GUARITI: Oggi un buon numero di guariti, di 2.943 unità, che portano il totale dei guariti stessi a 54.543, pari al 29,1% dei contagiati. Questo dato risulta più basso di quelli che si stanno riscontrando in altri Paesi europei. Anche nell’ambito della stessa Italia ci sono differenze sensibili fra le varie regioni, con il miglior dato che è quello dell’Umbria (68,2%), seguita dal Friuli V.G. con il44,8% di guariti. Male la Lombardia, ancora al 32% di guariti.

Per quanto riguarda le percentuali delle guarigioni risultano provvisoriamente svantaggiate quelle a più recente diffusione del virus (come Piemonte e tutto il centro-sud), a causa dei lunghi tempi di degenza richiesti.

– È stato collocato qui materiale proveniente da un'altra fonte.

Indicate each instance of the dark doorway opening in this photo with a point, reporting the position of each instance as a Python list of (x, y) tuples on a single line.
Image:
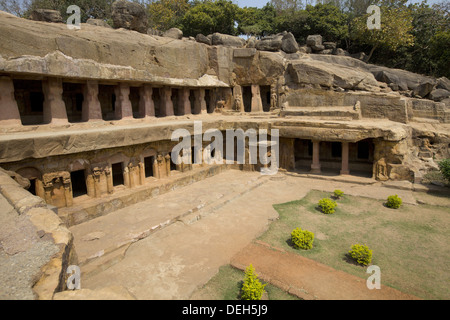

RAPPORTO GUARITI/DECEDUTI: Il rapporto medio GUARITI/DECEDUTI è di 2,17:1, con sensibili differenze fra le varie regioni. Il Friuli ha un rapporto di 5,1 l’Umbria con il miglior dato nazionale, è al 15,1 (n° guariti per ogni deceduto). Il Veneto è a 4,7 il Lazio a 3,1. La Lombardia è a 1,74, uno dei peggiori del Paese. Si ricorda che man mano che passa il tempo questo indice è destinato a migliorare data la lunghezza dei tempi di degenza degli ammalati, come detto più sopra.

TAMPONI: in aumento nella giornata di ieri il numero dei tamponi eseguiti.

L’indice (ricavato per estrapolazione) del n° dei giorni ipotetici necessari per un raddoppio dei contagi, è di circa 54 ben migliore rispetto ai soli 3 giorni dei primi di Marzo.